Insidious Irony and Thematic Disintegration in the "Tarantella" from John Corigliano's Symphony No. 1

Cara Stroud, Florida State University

The finale to Corigliano's Gazebo Dances, a boisterous tarantella, at first seems an unlikely choice for a symphonic theme in a movement that depicts the tragic loss of a friend to AIDS. The tarantella quotation in the second movement of Corigliano's Symphony No. 1, with its bouncy leaps, rambunctious dance rhythms, and its tonal emphasis on C major, contrasts sharply with the somber and expressive mood established in the first movement of the symphony. Ultimately, the tarantella theme is torn apart -- destroyed by musical disruptions that gradually distort and remove original features of the theme. In an ironic narrative archetype, features can retrospectively take on the role of incipient, or emergent, transgressions, especially if they act in a way to tear apart the order established at the beginning of the work. I systematically explore how multiple layers of irony enact to play out an ironic narrative in the "Tarantella" movement, which, in turn, points to multiple layers of musical irony active in the piece and to tragic cultural ironies in society's response to AIDS.

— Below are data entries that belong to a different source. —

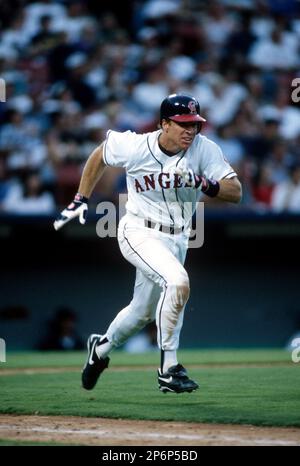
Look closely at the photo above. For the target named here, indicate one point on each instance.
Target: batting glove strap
(80, 198)
(209, 187)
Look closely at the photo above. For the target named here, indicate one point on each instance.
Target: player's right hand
(77, 208)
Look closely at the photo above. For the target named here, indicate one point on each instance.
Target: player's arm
(230, 190)
(91, 174)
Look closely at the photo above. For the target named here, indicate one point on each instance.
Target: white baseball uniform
(154, 233)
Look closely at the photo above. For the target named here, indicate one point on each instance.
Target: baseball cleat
(93, 366)
(175, 379)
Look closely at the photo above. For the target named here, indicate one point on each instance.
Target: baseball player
(167, 171)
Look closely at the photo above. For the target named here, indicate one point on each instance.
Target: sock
(104, 348)
(168, 359)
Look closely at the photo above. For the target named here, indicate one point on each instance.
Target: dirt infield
(98, 431)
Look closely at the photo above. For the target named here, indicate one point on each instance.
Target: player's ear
(165, 124)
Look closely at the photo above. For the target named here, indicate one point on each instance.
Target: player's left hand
(77, 208)
(189, 177)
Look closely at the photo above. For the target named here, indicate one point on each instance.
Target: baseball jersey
(155, 191)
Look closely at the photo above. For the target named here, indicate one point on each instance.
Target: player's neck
(167, 147)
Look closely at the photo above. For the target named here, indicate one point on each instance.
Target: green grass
(267, 395)
(28, 443)
(76, 358)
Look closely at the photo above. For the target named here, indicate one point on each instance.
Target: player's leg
(161, 259)
(133, 317)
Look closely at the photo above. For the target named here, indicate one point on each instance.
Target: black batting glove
(208, 186)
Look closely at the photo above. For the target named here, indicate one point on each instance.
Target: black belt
(163, 228)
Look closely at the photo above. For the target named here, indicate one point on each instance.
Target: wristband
(210, 187)
(80, 198)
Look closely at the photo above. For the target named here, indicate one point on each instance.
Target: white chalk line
(151, 435)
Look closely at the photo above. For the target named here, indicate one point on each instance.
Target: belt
(163, 228)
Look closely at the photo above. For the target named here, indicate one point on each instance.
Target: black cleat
(93, 366)
(176, 380)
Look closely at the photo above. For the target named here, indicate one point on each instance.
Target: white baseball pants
(161, 287)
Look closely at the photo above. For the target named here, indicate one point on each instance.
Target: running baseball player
(167, 171)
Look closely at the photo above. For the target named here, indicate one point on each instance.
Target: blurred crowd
(74, 69)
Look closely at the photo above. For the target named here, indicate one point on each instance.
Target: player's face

In this ironic landscape, the pastoral becomes the grotesque, a dance spins out of control, and the solid foundation of a diatonic pitch center crumbles in the face of atonal uncertainty. The ironic narrative archetype is only one layer to be uncovered in a story that draws together ironies at different interpretive levels, from the intra-musical archetype to the extra-musical biographical and cultural context.